3 En l’espèce, c’est à bon droit que le délégué du gouvernement relève qu’il se dégage indubitablement du rapport dressé lors de l’audition du demandeur d’asile en date du 8 novembre 1999 et signé par lui, qu’il a été informé de ce qu’il a « droit à l’assistance d’un avocat à titre gratuit pour l’instruction de ma demande en obtention du statut de réfugié au sens de la Convention de Genève du 28 juillet 1951 » et qu’il a déclaré que, « pour l’audition d’aujourd’hui, je déclare ne pas avoir besoin d’un avocat.

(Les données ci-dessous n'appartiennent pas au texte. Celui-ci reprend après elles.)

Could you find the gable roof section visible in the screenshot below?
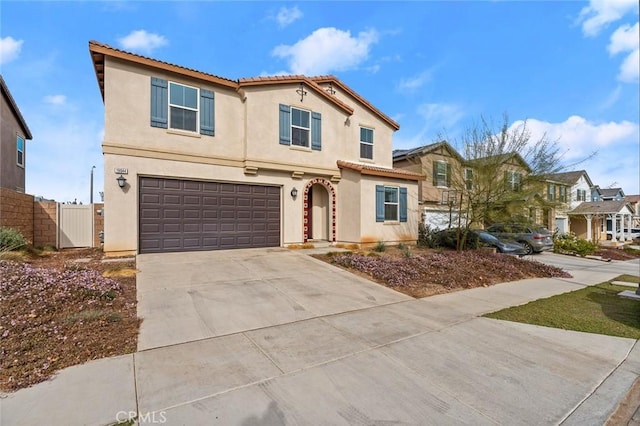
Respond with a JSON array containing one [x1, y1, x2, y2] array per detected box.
[[0, 75, 33, 140], [599, 187, 624, 199], [392, 141, 464, 163], [88, 41, 396, 129], [238, 75, 354, 116], [546, 170, 593, 187], [467, 152, 532, 173], [568, 200, 633, 215], [337, 160, 423, 181], [89, 40, 238, 100], [311, 76, 399, 130]]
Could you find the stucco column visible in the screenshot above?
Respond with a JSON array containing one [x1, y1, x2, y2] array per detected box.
[[585, 214, 592, 242], [627, 214, 633, 241]]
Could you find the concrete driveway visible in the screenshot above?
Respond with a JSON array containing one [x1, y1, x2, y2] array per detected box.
[[2, 250, 639, 425]]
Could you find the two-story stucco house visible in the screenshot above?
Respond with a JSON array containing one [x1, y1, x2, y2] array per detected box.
[[88, 41, 420, 255], [0, 75, 32, 193]]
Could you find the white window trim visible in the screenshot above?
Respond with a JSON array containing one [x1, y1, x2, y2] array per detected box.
[[16, 134, 25, 168], [169, 81, 200, 133], [384, 186, 399, 222], [507, 171, 521, 191], [291, 106, 311, 148], [464, 168, 473, 191], [435, 161, 449, 188], [360, 126, 374, 160]]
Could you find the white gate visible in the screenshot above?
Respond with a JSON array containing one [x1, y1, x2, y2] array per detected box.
[[58, 204, 94, 248]]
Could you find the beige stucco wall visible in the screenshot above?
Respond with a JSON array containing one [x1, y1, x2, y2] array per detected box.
[[104, 57, 245, 161], [336, 169, 418, 245]]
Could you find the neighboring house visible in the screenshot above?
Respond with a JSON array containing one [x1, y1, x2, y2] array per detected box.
[[393, 141, 466, 229], [88, 41, 420, 255], [627, 195, 640, 228], [545, 170, 594, 234], [592, 186, 625, 202], [0, 75, 32, 193], [568, 200, 636, 243], [394, 143, 560, 230]]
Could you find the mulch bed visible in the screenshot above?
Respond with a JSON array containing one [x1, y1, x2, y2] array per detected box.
[[313, 247, 572, 298], [0, 248, 139, 392]]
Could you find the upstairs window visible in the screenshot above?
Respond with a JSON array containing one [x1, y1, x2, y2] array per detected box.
[[547, 184, 555, 201], [505, 171, 522, 191], [169, 82, 198, 132], [150, 77, 215, 136], [279, 104, 321, 150], [464, 168, 473, 191], [433, 161, 451, 188], [291, 107, 310, 147], [360, 127, 374, 160], [576, 189, 587, 201], [16, 135, 24, 167], [559, 186, 566, 202]]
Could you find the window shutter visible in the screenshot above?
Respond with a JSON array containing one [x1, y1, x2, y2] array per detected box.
[[279, 104, 291, 145], [311, 112, 322, 151], [432, 161, 438, 185], [376, 185, 385, 222], [446, 163, 452, 187], [150, 77, 168, 128], [399, 187, 408, 222], [200, 89, 215, 136]]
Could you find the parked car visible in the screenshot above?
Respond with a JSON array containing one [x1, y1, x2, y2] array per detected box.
[[476, 231, 528, 257], [434, 228, 528, 256], [486, 223, 553, 255]]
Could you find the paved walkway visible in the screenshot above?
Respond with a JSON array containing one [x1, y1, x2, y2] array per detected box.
[[1, 251, 639, 425]]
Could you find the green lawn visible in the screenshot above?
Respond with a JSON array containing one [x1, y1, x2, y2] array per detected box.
[[484, 275, 640, 339]]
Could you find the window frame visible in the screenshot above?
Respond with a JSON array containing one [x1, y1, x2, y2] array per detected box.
[[384, 186, 399, 222], [434, 161, 449, 188], [359, 126, 374, 160], [290, 107, 311, 148], [168, 81, 199, 133], [506, 171, 522, 191], [547, 184, 556, 201], [464, 168, 474, 191], [16, 134, 25, 168], [559, 186, 566, 202]]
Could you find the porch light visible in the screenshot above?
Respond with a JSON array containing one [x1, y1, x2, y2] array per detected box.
[[116, 175, 127, 188], [290, 187, 298, 198]]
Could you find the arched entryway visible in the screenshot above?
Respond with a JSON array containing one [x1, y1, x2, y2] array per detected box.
[[303, 178, 336, 243]]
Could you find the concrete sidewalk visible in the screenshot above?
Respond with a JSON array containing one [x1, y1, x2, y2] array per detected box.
[[1, 251, 639, 425]]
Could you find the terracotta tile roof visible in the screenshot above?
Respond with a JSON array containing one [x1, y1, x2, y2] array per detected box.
[[88, 41, 399, 131], [88, 40, 238, 99], [337, 160, 423, 181], [311, 76, 400, 130], [0, 75, 32, 139], [392, 141, 464, 163], [238, 75, 354, 115]]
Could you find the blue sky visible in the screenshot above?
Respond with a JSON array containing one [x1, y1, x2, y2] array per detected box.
[[1, 0, 638, 203]]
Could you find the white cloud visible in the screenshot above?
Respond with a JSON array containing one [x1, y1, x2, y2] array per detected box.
[[272, 27, 379, 75], [275, 6, 302, 28], [618, 47, 640, 82], [117, 30, 167, 54], [608, 22, 639, 54], [0, 36, 23, 65], [577, 0, 639, 36], [43, 95, 67, 106], [398, 69, 434, 92]]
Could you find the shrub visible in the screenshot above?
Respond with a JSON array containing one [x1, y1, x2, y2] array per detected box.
[[553, 232, 598, 257], [373, 241, 386, 252], [0, 227, 27, 252], [417, 223, 438, 248]]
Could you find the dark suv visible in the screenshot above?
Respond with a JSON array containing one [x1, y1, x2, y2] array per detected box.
[[486, 223, 553, 255]]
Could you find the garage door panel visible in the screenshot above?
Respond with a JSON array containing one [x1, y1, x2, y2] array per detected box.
[[139, 177, 280, 253]]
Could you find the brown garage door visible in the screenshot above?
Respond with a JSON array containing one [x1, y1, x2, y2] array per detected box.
[[139, 177, 280, 253]]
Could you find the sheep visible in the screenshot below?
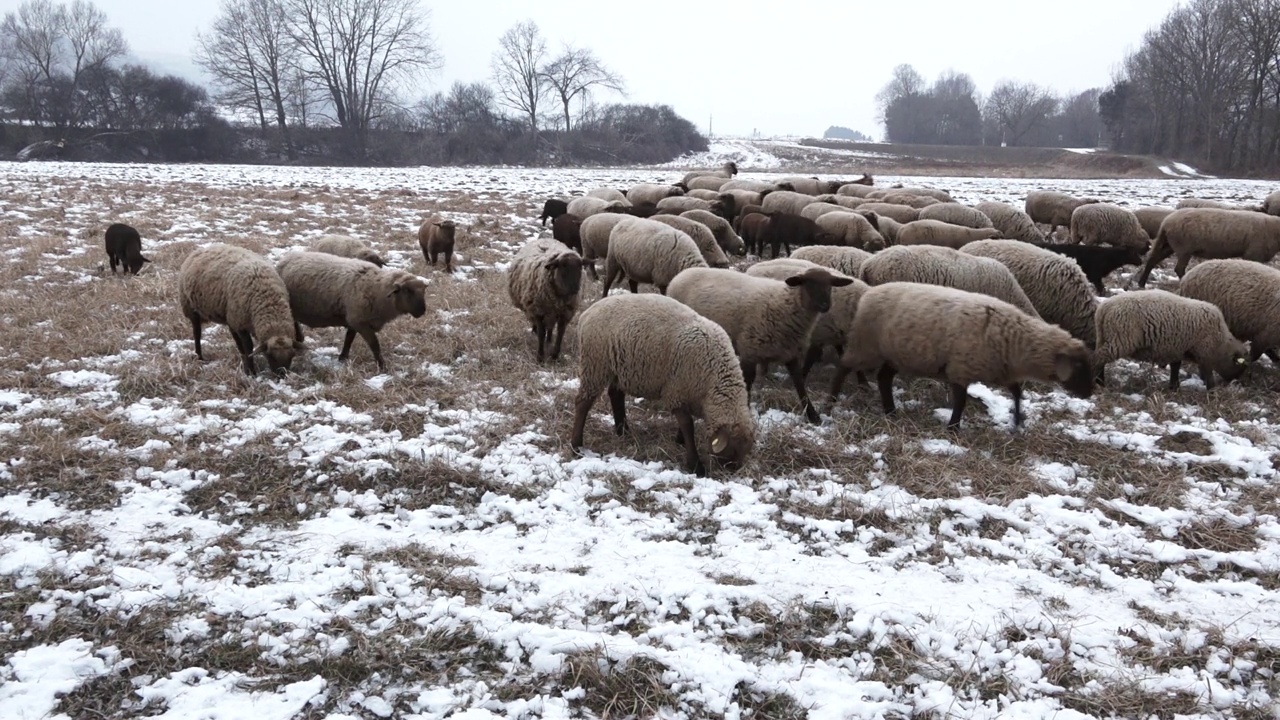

Je peux cependant à tout moment ultérieur de la procédure faire valoir mon droit d’assistance juridique ».

La procédure d’instruction du dossier du demandeur n’est donc pas viciée sous ce rapport et le moyen d’annulation afférent est à écarter.

Au fond, aux termes de l’article 1er, section A, 2. de la Convention de Genève, le terme « réfugié » s’applique à toute personne qui « craignant avec raison d’être persécutée du fait de sa race, de sa religion et de sa nationalité, de son appartenance à un certain groupe social ou de ses opinions politiques, se trouve hors du pays dont elle a la nationalité et qui ne peut ou, du fait de cette crainte, ne veut se réclamer de la protection de ce pays; ou qui, si elle n’a pas de nationalité et se trouve hors du pays dans lequel elle avait sa résidence habituelle à la suite de tels événements, ne peut ou, en raison de ladite crainte, ne veut y retourner ».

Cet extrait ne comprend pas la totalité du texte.